Friday, October 5, 2012

Not all plurals are plural

In our Hebrew Reading Group today we came across what appeared to be a confusing grammatical situation.  In proverbs 1:9 the text is:
כִּי לִוְיַת חֵן הֵם לְרֹאשֶׁךָ וַעֲנָקִים לְגַרְגְּרֹתֶיךָ׃
   The confusing part is that the last word לְגַרְגְּרֹתֶיךָ if taken by it's form means "on your necks".  This doesn't agree with all the previous verses and the first half of verse 9 where the addressee is spoken of in the singular.  I looked this up in Gesenius' Hebrew Grammar and in "An Introduction To Biblical Hebrew Syntax" by Waltke and O'Connor.  It turns out that neck (or outside of the neck as this Hebrew word means) is a plural of extension.  Gesenius calls it "local extension" and Waltke calls it just "extension".  It is found in section 124 of Gesenius' grammar. Here is what he writes:


The plural is by no means used in Hebrew solely to express a number of individuals or separate objects, but may also denote them collectively. This use of the plural expresses either (a) a combination of various external constituent parts (plurals of local extension), or (b) a more or less intensive focusing of the characteristics inherent in the idea of the stem (abstract plurals, usually rendered in English by forms in -hood, -ness, -ship). A variety of the plurals described under (b), in which the secondary idea of intensity or of an internal multiplication of the idea of the stem may be clearly seen, is (c) the pluralis excellentiae or pluralis maiestatis.
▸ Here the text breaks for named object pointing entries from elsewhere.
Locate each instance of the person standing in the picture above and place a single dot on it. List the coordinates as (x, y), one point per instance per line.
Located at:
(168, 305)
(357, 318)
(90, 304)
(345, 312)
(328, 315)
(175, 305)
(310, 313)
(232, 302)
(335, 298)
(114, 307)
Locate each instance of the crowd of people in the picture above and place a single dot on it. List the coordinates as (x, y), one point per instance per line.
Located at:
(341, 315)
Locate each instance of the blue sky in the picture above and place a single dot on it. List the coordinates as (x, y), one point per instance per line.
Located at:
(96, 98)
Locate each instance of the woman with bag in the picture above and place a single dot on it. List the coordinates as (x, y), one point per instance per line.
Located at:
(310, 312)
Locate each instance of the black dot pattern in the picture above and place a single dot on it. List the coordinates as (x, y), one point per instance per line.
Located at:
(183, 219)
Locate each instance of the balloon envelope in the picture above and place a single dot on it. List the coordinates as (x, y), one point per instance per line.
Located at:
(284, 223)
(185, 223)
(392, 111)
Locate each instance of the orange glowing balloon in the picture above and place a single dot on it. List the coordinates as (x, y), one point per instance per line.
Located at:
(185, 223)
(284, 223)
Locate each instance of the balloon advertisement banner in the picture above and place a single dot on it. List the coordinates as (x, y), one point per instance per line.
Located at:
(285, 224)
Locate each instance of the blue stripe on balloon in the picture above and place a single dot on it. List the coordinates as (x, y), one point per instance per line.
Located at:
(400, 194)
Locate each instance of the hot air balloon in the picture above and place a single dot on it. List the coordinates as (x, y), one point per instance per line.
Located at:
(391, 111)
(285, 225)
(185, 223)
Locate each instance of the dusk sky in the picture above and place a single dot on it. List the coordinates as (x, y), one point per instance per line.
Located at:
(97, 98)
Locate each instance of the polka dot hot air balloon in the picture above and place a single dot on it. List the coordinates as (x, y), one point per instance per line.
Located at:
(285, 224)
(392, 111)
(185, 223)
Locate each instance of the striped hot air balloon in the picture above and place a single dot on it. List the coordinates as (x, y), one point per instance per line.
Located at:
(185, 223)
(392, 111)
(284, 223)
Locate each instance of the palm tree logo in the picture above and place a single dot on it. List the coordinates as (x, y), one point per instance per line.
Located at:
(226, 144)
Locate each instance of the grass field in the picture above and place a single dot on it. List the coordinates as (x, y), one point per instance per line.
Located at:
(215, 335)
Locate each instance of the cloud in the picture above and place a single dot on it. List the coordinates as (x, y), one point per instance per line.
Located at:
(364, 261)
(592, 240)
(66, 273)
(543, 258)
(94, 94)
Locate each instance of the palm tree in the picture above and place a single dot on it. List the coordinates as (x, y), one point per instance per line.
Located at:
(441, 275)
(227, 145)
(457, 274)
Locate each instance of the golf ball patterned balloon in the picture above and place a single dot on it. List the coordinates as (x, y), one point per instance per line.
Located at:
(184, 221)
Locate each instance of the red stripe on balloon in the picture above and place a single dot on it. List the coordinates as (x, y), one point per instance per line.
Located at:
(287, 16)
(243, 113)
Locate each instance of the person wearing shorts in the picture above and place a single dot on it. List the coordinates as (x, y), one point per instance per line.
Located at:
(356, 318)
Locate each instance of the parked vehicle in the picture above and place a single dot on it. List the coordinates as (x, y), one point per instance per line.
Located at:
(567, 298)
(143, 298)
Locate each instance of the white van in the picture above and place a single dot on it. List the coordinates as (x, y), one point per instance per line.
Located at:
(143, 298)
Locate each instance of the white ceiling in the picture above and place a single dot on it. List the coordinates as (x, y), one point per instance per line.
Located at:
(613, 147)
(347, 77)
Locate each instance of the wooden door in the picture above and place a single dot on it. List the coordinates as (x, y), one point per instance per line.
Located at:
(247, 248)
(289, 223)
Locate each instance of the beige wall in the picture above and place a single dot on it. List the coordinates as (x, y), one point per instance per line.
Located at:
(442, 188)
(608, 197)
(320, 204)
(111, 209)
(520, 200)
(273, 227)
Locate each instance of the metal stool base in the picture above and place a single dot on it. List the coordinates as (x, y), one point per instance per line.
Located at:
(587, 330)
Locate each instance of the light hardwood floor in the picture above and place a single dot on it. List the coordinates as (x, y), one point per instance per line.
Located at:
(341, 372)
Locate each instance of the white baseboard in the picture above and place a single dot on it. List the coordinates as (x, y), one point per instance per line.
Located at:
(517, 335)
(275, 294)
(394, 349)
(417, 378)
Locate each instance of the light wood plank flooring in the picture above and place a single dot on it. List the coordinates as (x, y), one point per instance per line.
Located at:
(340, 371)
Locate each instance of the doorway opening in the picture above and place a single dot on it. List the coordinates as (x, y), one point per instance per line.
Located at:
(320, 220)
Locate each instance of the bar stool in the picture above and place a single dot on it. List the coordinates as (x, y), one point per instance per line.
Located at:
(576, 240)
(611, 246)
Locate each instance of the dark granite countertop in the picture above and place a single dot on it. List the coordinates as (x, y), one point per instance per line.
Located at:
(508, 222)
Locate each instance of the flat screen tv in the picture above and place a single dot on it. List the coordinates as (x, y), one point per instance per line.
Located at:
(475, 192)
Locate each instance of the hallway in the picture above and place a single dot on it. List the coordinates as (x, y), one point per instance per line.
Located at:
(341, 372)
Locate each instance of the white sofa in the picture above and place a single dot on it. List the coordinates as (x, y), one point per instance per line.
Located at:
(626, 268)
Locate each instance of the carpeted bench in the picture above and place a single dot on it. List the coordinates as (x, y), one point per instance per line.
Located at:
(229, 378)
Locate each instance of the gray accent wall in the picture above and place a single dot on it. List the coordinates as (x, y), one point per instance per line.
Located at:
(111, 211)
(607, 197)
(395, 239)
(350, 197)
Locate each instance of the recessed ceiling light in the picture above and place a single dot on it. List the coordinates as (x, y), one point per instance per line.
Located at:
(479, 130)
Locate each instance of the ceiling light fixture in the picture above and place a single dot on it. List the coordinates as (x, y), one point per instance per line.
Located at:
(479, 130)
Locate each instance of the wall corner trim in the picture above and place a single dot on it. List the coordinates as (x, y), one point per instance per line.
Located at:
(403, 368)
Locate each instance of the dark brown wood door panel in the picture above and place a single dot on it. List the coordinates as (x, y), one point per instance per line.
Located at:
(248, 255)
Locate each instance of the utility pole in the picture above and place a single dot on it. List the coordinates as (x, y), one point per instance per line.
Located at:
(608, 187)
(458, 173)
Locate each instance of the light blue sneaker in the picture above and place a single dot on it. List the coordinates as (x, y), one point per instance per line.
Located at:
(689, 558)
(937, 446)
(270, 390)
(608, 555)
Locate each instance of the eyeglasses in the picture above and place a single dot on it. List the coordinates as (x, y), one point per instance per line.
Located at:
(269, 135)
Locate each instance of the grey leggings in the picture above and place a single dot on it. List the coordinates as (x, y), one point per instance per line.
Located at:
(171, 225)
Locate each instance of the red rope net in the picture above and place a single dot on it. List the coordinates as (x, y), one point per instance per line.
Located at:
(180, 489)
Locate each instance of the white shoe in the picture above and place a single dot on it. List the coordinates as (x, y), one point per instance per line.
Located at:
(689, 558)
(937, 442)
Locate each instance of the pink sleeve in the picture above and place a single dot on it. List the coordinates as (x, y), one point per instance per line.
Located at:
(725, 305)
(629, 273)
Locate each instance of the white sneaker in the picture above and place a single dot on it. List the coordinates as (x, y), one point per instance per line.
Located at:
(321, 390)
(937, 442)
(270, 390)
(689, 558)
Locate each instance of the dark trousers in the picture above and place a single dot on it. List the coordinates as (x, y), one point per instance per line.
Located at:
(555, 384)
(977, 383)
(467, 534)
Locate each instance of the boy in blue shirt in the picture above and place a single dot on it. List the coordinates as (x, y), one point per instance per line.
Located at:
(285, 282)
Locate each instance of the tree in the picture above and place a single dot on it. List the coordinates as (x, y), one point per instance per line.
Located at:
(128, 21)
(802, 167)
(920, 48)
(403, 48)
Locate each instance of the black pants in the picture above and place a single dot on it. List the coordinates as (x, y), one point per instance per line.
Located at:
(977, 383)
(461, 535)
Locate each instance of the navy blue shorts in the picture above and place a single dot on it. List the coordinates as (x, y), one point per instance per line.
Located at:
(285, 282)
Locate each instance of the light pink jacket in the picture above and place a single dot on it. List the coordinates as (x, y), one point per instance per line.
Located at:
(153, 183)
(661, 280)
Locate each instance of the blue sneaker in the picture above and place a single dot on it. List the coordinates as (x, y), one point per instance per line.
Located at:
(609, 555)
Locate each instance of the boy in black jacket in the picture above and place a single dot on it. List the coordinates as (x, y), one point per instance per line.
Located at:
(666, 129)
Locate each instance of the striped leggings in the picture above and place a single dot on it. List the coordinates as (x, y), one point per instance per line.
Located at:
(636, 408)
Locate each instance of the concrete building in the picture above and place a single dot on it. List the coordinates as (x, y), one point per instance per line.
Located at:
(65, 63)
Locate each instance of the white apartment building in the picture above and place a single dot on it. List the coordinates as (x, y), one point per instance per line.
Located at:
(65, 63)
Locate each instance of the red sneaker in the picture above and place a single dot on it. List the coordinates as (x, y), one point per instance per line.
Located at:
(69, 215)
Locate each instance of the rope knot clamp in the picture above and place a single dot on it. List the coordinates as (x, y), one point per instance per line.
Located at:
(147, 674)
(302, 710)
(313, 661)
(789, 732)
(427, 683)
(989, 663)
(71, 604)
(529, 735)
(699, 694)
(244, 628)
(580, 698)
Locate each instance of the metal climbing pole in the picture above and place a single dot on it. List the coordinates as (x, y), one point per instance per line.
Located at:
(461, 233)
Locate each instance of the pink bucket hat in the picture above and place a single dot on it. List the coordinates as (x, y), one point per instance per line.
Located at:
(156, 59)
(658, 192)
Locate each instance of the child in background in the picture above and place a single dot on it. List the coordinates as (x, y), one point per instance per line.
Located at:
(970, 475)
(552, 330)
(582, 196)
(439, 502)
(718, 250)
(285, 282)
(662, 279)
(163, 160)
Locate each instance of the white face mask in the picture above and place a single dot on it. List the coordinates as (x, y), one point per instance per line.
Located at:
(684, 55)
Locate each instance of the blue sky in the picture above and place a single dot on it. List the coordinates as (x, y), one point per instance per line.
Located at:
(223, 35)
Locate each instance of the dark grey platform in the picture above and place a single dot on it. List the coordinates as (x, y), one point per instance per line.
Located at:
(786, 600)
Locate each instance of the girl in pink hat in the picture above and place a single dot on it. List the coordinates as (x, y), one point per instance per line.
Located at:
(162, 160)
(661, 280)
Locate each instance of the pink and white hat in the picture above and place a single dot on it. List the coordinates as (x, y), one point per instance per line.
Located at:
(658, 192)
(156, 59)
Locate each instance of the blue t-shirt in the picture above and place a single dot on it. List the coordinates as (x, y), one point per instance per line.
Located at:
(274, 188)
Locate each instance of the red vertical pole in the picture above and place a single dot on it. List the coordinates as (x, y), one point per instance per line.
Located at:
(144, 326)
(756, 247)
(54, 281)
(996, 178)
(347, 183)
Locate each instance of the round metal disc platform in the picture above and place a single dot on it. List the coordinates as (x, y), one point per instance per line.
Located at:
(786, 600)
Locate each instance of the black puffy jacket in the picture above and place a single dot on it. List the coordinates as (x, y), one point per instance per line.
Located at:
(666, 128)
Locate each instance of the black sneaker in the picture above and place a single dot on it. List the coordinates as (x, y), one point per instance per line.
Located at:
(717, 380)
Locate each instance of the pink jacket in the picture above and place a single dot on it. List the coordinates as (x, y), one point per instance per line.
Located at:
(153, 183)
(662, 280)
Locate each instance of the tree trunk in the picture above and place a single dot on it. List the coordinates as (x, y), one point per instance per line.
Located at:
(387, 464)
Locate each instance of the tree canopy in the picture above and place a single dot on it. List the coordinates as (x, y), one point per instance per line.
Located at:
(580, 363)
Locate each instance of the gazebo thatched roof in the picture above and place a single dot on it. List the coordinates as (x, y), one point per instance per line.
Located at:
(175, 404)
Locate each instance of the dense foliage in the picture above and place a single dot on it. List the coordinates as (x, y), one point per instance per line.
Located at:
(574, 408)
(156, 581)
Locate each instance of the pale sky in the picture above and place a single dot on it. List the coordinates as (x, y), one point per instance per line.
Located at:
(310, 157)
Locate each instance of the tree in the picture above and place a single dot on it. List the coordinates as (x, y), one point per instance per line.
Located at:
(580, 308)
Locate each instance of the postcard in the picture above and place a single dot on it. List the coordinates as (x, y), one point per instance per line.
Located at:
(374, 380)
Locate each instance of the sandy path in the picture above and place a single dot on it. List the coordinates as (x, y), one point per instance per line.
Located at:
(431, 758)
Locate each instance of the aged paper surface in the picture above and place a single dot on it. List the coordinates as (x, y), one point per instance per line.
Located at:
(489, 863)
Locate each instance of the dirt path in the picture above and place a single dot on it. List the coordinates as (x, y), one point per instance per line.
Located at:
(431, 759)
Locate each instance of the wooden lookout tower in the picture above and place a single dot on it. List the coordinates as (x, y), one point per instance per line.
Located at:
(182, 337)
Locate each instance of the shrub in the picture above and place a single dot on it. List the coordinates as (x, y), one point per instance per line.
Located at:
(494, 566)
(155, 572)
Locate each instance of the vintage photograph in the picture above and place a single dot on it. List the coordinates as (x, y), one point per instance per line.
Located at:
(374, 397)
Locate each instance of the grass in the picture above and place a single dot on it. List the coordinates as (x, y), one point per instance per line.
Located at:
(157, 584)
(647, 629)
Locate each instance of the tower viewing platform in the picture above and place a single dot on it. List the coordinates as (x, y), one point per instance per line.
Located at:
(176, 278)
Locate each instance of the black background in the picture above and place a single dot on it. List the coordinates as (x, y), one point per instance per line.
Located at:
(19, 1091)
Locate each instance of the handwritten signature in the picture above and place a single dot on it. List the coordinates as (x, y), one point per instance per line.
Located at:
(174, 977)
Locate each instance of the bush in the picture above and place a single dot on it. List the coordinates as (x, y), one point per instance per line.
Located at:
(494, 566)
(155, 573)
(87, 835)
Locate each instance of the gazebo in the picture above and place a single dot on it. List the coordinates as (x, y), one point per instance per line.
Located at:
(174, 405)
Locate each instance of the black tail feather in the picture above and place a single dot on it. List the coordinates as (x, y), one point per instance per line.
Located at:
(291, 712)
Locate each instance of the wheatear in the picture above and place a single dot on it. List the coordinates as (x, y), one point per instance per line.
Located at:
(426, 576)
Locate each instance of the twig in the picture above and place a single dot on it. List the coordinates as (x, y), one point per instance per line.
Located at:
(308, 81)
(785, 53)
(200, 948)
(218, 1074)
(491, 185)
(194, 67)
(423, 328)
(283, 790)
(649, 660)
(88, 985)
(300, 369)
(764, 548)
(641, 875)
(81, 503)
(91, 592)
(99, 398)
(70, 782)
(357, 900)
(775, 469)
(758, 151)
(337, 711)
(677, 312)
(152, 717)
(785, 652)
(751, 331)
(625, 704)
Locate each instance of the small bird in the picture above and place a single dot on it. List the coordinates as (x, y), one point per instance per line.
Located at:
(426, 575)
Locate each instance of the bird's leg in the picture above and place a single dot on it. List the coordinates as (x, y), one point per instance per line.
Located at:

 (a): Plurals of local extension denote localities in general, but especially level surfaces (the surface-plural), since in them the idea of a whole composed of innumerable separate parts or points is most evident.


Some of the examples he gives are the Hebrew words for sea, face, back, neck (a different word than the one in Prov 1), place around the head, place around the feet, place on the other side of a river, bed... etc..  We spoke about the Hebrew word for blood (because it also occurs here and is always plural) and it appears that blood is also a plural of local extension.
     Here is what Waltke and O'Conner have in their book- "Plurals of Extension indicate that the referent of the noun is inherently large or complex;the plural quality is the result not of countable multiplicity  but of a multiplicity that is nonetheless perceived as real."  
     They go on to give some examples of how we use this in English.  Literal words like...  waters, guts...  metaphorical words like brains, wits, looks...   and abstract words thanks, amends, auspices"  It is interesting to me how we use these words in English without thinking about the plural forms because we are native speakers of the language...  we certainly are not thrown for a loop like we were when we encountered them in our Hebrew reading.